TÜRKLERİN İLK ORTAYA ÇIKIŞI:
Türkler
tarih sahnesine ilk defa Nuh tufanından hemen sonra
çıkmıştır. Bilindiği üzere Hz. Nuh’a inanan sadece 3
oğlu vardır. Hz. Nuh’un gemisine de bu üç oğlu binerler.
Bunların isimleri, Ham, Sam ve Yafes’dir(Yafes Olcay Han
olarak da bilinir).
Yafes’in de sekiz tane oğlu vardır. Bunlardan birinin
adı Türk’tür. İşte Türklerin ilk defa tarih sahnesine
çıkışı Yafes’in oğlu Türk’le başlar.
Buradan
şunu açıkça söyleyebiliriz. Hz. Nuh Türklerin birinci
dedesidir. Dolayısıyla Hz. Nuh peygamber olduğuna göre,
Türkler peygamber torunlarıdır.
İnsanlığın ikinci yaratılışı olarak da ifade edilen Nuh
tufanından sonraki insanlık tarihi boyunca, Türkler
tarih sahnesinde hep var olmuşlardır.
Bu
tarihten sonra insanlık tarihi Türksüz ve Türk devletsiz
bir zaman dilimi kaydetmemiştir.
Türkler
tarihe damga vuran birçok imparatorluklar ve devletler
kurmuş, bütün cihanı yönetmeyi kendilerine ideal olarak
kabul etmişlerdir.
Türklerin bu tarihi idealleriyle ilgili bilgiler çok
çeşitli kaynaklarda, çeşitli şekillerde ifade
edilmiştir. Biz burada bu bilgilerin önemli bir kısmını
bir araya gitmeye çalıştık.
Ancak
daha ulaşamadığımız ve bu gün itibariyle bilim dünyası
tarafından hâlihazırda ortaya çıkarılamamış çok daha
detaylı bilgilerin olmaması da mümkün değildir.

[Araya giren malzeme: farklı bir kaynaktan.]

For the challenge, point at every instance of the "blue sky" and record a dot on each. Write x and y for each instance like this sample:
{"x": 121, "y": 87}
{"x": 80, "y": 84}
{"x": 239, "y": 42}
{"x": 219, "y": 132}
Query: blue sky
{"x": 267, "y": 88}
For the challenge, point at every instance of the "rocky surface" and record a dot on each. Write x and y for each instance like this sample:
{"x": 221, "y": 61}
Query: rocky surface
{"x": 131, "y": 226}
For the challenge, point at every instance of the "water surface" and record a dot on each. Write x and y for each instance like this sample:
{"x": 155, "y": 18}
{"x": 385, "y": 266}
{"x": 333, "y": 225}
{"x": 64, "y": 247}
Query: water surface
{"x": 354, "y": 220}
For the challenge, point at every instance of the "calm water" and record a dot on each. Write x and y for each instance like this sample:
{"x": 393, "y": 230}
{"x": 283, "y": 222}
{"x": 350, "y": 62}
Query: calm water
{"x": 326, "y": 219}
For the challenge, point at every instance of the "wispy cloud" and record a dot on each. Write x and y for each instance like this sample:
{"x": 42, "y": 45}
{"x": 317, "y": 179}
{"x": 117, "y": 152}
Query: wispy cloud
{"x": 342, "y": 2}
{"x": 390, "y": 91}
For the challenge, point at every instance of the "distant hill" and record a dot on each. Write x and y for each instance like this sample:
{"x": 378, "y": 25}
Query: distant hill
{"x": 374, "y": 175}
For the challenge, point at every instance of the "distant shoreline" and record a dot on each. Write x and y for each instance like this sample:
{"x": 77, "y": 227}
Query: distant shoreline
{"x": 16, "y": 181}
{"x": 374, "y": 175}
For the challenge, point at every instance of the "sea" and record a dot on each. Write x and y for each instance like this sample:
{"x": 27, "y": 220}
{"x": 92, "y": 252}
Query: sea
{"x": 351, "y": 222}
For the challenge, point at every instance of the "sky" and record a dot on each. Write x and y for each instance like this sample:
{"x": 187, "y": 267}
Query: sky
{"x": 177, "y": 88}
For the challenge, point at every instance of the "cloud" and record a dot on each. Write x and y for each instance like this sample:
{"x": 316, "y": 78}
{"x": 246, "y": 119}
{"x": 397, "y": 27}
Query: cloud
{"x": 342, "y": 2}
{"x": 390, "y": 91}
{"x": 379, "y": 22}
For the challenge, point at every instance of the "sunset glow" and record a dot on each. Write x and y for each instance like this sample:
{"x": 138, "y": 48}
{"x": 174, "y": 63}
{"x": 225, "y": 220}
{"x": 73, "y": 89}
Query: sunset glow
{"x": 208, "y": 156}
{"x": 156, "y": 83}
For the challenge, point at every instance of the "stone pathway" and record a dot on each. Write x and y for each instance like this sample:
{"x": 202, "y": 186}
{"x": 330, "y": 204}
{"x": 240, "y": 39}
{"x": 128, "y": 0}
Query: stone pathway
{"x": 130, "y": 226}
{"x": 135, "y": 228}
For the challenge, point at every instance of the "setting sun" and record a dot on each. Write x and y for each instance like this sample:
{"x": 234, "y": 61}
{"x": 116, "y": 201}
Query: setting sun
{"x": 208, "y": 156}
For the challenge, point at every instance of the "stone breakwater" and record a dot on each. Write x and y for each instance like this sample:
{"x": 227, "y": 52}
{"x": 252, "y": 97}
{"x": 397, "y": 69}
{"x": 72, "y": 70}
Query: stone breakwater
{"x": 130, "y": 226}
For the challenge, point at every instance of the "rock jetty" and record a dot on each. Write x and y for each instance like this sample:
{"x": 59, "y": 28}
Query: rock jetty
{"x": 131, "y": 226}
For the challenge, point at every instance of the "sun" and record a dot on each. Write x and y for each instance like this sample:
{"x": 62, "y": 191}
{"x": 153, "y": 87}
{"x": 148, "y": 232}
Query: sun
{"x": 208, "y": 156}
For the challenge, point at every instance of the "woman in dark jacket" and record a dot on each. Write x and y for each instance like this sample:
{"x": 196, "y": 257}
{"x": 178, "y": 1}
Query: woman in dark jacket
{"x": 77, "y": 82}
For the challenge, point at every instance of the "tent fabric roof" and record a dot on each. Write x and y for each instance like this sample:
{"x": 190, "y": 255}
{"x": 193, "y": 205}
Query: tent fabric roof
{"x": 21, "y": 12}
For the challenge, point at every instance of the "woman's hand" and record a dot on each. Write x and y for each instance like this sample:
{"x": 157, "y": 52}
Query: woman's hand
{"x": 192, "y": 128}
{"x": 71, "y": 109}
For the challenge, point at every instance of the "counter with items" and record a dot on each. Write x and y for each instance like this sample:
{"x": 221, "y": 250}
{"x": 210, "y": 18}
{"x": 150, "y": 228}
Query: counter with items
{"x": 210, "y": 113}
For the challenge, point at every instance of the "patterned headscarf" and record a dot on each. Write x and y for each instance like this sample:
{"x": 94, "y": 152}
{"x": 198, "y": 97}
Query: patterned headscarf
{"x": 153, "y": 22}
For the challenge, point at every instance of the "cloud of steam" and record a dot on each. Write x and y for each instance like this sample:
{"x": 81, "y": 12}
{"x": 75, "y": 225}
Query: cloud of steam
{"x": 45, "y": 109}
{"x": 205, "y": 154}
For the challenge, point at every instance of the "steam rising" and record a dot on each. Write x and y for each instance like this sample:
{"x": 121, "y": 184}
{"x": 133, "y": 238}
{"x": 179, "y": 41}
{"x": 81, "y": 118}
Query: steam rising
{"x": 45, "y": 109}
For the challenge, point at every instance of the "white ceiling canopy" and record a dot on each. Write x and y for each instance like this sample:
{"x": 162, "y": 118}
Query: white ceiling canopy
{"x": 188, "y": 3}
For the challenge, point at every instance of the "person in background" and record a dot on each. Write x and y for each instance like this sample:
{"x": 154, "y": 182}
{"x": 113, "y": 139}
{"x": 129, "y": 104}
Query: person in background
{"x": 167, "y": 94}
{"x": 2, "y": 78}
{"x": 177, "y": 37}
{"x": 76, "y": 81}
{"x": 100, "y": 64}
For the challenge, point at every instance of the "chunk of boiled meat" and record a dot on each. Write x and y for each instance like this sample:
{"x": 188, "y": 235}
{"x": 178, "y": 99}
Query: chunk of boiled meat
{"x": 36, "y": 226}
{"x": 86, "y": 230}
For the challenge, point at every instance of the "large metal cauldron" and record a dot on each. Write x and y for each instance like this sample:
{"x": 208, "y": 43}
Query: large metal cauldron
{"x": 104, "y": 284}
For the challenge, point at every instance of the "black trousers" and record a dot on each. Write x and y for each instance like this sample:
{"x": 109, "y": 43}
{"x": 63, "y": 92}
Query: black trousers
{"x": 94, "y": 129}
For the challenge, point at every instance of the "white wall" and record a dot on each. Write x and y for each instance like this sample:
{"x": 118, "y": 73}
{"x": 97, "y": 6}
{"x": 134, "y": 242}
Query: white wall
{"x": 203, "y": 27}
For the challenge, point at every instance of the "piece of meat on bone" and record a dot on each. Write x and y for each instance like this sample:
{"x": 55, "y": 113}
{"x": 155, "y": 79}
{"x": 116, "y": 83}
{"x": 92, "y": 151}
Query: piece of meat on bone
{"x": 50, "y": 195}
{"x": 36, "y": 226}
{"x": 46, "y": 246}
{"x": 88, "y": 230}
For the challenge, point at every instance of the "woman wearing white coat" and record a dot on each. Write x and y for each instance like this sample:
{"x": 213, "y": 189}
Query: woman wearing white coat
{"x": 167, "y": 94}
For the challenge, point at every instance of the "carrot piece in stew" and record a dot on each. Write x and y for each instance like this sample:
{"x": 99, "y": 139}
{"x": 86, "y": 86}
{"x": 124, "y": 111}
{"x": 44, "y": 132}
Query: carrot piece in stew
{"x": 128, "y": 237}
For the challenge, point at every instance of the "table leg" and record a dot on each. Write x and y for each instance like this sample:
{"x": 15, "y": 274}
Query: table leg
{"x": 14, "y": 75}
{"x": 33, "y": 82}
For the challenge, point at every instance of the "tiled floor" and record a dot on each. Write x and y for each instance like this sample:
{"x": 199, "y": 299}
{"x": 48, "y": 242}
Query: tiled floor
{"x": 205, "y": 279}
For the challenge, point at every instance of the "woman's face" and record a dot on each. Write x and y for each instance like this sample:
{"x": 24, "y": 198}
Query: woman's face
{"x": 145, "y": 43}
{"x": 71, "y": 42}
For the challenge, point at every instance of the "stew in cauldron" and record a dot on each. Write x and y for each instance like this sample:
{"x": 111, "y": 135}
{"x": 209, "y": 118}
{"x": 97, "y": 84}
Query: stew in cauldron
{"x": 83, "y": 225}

Özellikle Selçuklu ve Osmanlı devletlerine ait belge ve
bilgilerin çözülmeyi bekleyen milyonlarca nüshası
olduğunu biliyoruz. Bu belgeler arasında tarihi değer ve
ideallerimizle ilgili çok değerli bilgilerin olduğuna da
inanıyoruz.
Türklerin yetiştirmiş olduğu tarihçi, yazar, şair, bilim
insanı, Alperen, gezgin, derviş, halk ozanı vb. çok
sayıdaki değerimizin, tarihin tozlu sayfalarındaki
eserlerinin ortaya çıkmasıyla birlikte geçmişimizin ve
ideallerimizin gün ışığına çıkacağı muhakkaktır.
Tarihte
Türklerin yaşadığı ve medeniyet kurduğu bölgelerdeki
kazı çalışmalarıyla bulunabilecek birçok eser sayesinde
de, Türklerin geçmişi ve idealleriyle ilgili daha
aydınlatıcı bilgilere ulaşılması durumunda,
bilgilerimizi maddi delillerle de desteklemiş
olacaktır.
Bunların yanında Türklerin çeşitli nedenlerle irtibatlı
olduğu Roma, Bizans, Çin, Rus, İran, Arap vb.
devletlerin kaynak ve arşivlerine derinlemesine
girilmesi halinde daha birçok önemli bilgi ve belgelere
de ulaşılabileceği aşikârdır.
Bunları
kısaca açıkladıktan sonra asıl konumuz olan tarihi Türk
idealleri konusuna geçebiliriz.
Konumuza
da önce Türklerle ilgili kendi sözlü ve yazılı
kaynaklarımızdan örnekler vererek başlayalım.
GÖKTÜRKLER:
Göktürkler, büyük ideallerini şöyle ifade ediyorlardı.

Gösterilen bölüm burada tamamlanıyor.